Want to fall asleep faster and wake up feeling more rested? Get moving! As little as 10 minutes of aerobic exercise, such as walking or cycling, can dramatically improve the quality of your nighttime sleep, especially when done on a regular basis. What’s more, exercisers may reduce their risk for developing troublesome sleep disorders, such as sleep apnea and restless leg syndrome.

What Is The Exercise/Sleep Connection?

  • Physical activity improves sleep quality and increases sleep duration.

  • Exercise may also bolster sleep in other ways, because it reduces stress and tires you out.

  • Early morning and afternoon exercise may also help reset the sleep wake cycle by raising body temperature slightly, then allowing it to drop and trigger sleepiness a few hours later. 

  • It can be especially helpful if you are able to exercise outdoors and let your body absorb natural sunlight during the daytime hours. 

Does It Matter What Time You Exercise? 

  • It used to be thought that working out vigorously too close to bedtime was a no-no for everyone, because it may over-stimulate the body. But it turns out that exercising at night doesn’t interfere with everyone’s sleep. It depends on the individual. 

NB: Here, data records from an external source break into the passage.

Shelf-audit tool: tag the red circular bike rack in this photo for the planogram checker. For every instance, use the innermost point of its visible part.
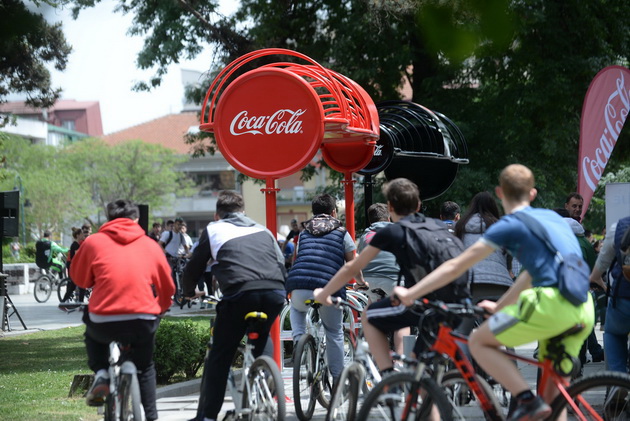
(270, 120)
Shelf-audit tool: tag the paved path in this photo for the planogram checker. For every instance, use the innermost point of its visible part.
(182, 403)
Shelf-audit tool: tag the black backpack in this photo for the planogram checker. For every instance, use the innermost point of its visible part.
(428, 244)
(42, 252)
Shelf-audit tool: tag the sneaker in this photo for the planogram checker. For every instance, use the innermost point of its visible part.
(98, 391)
(536, 409)
(615, 402)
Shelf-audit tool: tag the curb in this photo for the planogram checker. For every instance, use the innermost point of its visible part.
(189, 387)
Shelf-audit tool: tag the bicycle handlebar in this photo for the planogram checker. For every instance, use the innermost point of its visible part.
(450, 309)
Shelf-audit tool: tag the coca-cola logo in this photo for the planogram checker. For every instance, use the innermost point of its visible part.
(283, 121)
(615, 112)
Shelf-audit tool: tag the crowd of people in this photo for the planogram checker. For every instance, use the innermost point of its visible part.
(505, 267)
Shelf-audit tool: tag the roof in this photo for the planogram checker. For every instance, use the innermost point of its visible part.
(20, 107)
(168, 131)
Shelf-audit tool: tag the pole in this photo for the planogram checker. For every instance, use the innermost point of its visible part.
(348, 184)
(272, 225)
(367, 196)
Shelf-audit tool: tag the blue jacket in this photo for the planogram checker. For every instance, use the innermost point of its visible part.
(321, 253)
(621, 288)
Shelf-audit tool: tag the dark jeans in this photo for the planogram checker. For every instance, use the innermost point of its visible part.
(229, 328)
(140, 335)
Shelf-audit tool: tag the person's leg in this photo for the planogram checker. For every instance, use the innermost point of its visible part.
(229, 328)
(332, 319)
(297, 315)
(616, 334)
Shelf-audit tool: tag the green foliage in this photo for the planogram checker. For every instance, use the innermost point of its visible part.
(179, 348)
(36, 373)
(73, 182)
(29, 43)
(511, 74)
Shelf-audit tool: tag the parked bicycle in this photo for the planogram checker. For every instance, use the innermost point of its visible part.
(312, 380)
(48, 281)
(259, 392)
(601, 396)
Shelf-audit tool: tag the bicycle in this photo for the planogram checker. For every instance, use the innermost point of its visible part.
(123, 402)
(601, 396)
(312, 380)
(358, 377)
(74, 297)
(46, 282)
(259, 394)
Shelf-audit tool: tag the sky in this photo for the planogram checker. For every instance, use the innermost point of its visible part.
(102, 67)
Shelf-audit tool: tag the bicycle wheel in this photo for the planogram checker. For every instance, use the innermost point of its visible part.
(129, 395)
(267, 401)
(606, 392)
(42, 288)
(62, 288)
(464, 402)
(400, 397)
(343, 404)
(304, 391)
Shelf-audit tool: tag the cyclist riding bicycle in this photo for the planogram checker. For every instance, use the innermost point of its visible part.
(46, 253)
(131, 287)
(248, 263)
(533, 308)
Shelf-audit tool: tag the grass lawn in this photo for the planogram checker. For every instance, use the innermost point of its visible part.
(37, 369)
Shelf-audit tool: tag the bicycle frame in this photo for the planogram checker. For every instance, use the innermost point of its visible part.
(447, 343)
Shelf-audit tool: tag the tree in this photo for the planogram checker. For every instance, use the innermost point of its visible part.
(511, 73)
(134, 170)
(27, 43)
(53, 189)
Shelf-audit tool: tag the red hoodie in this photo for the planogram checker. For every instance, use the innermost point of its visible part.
(127, 271)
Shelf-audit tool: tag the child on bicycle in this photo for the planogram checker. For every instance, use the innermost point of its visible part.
(131, 287)
(533, 308)
(385, 316)
(248, 263)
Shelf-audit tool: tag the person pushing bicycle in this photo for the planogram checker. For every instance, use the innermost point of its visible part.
(249, 266)
(533, 308)
(131, 287)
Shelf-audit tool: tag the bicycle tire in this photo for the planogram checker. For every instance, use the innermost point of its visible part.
(595, 389)
(42, 288)
(268, 403)
(465, 404)
(62, 288)
(343, 403)
(303, 377)
(399, 396)
(129, 391)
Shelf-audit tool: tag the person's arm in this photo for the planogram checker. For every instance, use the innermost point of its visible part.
(351, 269)
(444, 274)
(196, 266)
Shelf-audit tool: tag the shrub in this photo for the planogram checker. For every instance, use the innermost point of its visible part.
(179, 348)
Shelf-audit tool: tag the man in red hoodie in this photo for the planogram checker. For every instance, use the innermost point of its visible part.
(131, 286)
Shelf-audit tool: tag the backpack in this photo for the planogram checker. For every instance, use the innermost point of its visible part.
(42, 254)
(428, 244)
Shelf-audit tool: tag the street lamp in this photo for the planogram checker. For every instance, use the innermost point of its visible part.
(20, 188)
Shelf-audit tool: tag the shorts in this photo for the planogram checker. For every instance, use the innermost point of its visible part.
(387, 318)
(542, 313)
(386, 284)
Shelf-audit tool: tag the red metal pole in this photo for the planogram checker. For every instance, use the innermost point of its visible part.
(270, 205)
(348, 183)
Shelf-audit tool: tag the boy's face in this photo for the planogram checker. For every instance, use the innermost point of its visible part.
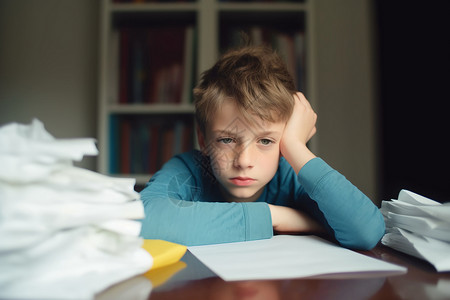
(244, 157)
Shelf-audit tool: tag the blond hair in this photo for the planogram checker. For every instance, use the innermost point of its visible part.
(256, 78)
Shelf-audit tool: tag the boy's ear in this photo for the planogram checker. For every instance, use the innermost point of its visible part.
(201, 140)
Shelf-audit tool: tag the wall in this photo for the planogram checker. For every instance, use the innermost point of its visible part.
(48, 63)
(346, 94)
(48, 70)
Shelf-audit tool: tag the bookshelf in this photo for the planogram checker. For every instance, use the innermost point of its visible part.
(152, 54)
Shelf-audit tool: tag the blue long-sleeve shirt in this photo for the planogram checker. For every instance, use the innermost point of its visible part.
(183, 204)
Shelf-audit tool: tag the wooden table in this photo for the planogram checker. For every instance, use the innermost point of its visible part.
(421, 281)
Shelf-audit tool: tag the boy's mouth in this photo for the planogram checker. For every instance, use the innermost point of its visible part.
(242, 181)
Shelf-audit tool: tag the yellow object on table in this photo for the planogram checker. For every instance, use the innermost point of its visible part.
(166, 260)
(164, 253)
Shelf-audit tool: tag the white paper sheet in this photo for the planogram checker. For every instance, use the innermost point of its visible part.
(434, 251)
(284, 256)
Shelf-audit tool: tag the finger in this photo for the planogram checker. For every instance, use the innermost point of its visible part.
(303, 100)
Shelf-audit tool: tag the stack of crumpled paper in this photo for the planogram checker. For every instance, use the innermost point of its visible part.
(65, 232)
(418, 226)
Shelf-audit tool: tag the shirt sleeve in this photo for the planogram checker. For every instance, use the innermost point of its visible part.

  • So if you find that physical activity in the evening revs you up too much, do it earlier in the day. But if you find that the opposite is true—maybe you come home so exhausted that you plop down on the bed and fall asleep quickly—then, by all means, keep on doing what you’re doing!

How Does Exercise Help?

  • People sleep significantly better and feel more alert during the day if they get at least 150 minutes of exercise a week. 

  • A nationally representative sample of more than 2,600 men and women, ages 18-85, found that 150 minutes of moderate to vigorous activity a week, which is the national guideline, provided a 65 percent improvement in sleep quality.  

  • People also said they felt less sleepy during the day, compared to those with less physical activity.

  • Similar results were also found for having leg cramps while sleeping (68 percent less likely) and having difficulty concentrating when tired (45 percent decrease).

So… physical activity may not just be good for the waistline and heart, but it also can help you sleep! If you are less sleepy, then you are happier, healthier, more likely to pay attention, and more likely to be productive at work or school. Time to get moving!